GWEI: Google Will Eat Itself,
|
The GWEI: Google Will Eat Itself project generates money through the Google's AdSense program then uses this revenue to buy shares of Google stock. It then gives the shares back to Google users through GTTP Ltd. [Google To The People Public Company]. This conceptual deconstruction of the successful click-based advertising model takes aim at Google's increasingly powerful grip on the economics of the Web.
Newsmap,
|
Newsmap is real-time visualization of headlines from Google News aggregator.

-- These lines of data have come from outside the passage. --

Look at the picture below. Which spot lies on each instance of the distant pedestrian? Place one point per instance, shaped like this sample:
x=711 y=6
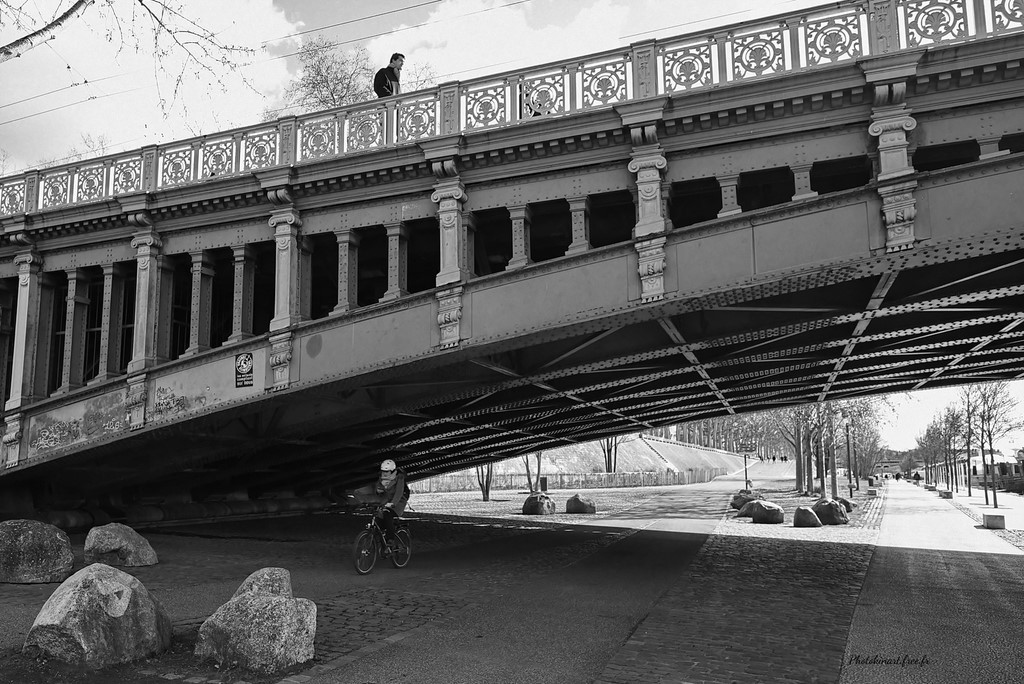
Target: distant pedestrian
x=386 y=82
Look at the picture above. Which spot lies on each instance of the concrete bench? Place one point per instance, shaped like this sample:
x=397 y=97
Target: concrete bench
x=994 y=521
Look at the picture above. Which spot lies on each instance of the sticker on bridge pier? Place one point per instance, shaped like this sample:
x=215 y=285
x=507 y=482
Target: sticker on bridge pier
x=244 y=370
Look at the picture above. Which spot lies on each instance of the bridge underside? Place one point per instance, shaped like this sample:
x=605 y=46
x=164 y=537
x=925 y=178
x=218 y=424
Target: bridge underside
x=931 y=317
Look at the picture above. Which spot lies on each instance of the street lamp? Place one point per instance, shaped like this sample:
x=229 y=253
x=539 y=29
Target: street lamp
x=849 y=458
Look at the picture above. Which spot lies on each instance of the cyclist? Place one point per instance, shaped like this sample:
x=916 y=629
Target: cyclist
x=393 y=493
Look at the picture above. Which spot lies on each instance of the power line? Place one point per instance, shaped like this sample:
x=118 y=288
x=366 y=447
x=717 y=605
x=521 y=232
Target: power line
x=65 y=107
x=360 y=18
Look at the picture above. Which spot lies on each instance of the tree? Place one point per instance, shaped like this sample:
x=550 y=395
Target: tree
x=179 y=43
x=331 y=78
x=483 y=475
x=996 y=419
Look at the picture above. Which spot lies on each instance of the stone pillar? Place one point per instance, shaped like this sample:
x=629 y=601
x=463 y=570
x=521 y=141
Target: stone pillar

The project was developed by Marcos Weskamp and Dan Albritton and recieved the Net Vision Award of Distinction at Prix Ars Electronica 2004. The purpose of the project is to display the relationships between data and unobserved patterns in news media around the globe. In Newsmap the size of each cell is determined by the amount of related articles that exist inside each news cluster that the Google News aggregator presents. Users can quickly identify the news with the most coverage, viewing the map by region, topic or time. It is in this way that Newsmap graphically identifies the inherent bias in media.
Small Words,
|
In Small Words, Mark Napier, a pioneering Internet artist that combines his training as a painter with an extensive expertise as a software developer, creates an electronic abstraction based on the results of four key words searches (USA, green, stats and map) culled through Google Image Search. In what amounts to an electronic action painting, Napier re-interprets the images using Feed, an application commissioned by SFMoma that reduces an online source of information (websites, images) into a stream of pixels. In his pursuit of capturing and re-visualizing existing data through Feed, Napier transforms data charts into colorful, abstract landscapes.
Escoitar.org,
|
Escoitar.org is an open, collaborative project that encourages the addition of recorded soundscapes onto online maps. Enabled by a hack of the popular Google Maps program, Escoitar.org (meaning 'Listen' in Galician language) was inspired by a particular desire to preserve the acoustic patrimony of Galicia, a region in the Northwest of Spain. Through the visual network between locations and accompanying sounds, Escoitar.org allows people to understand landscapes, not only visually as places, but also via their autochthonous sounds.
On Occasion,
|
In On occasion, Boston-based Polish artists Piotr Parda subverts Google's logo, probably the most recognizable online icon, to honor not only Valentine's Day or the Olympics but other significant monuments from the world we live in: the crisis in Darfur, increasing presences of fundamental groups, and issues like global warming and AIDS.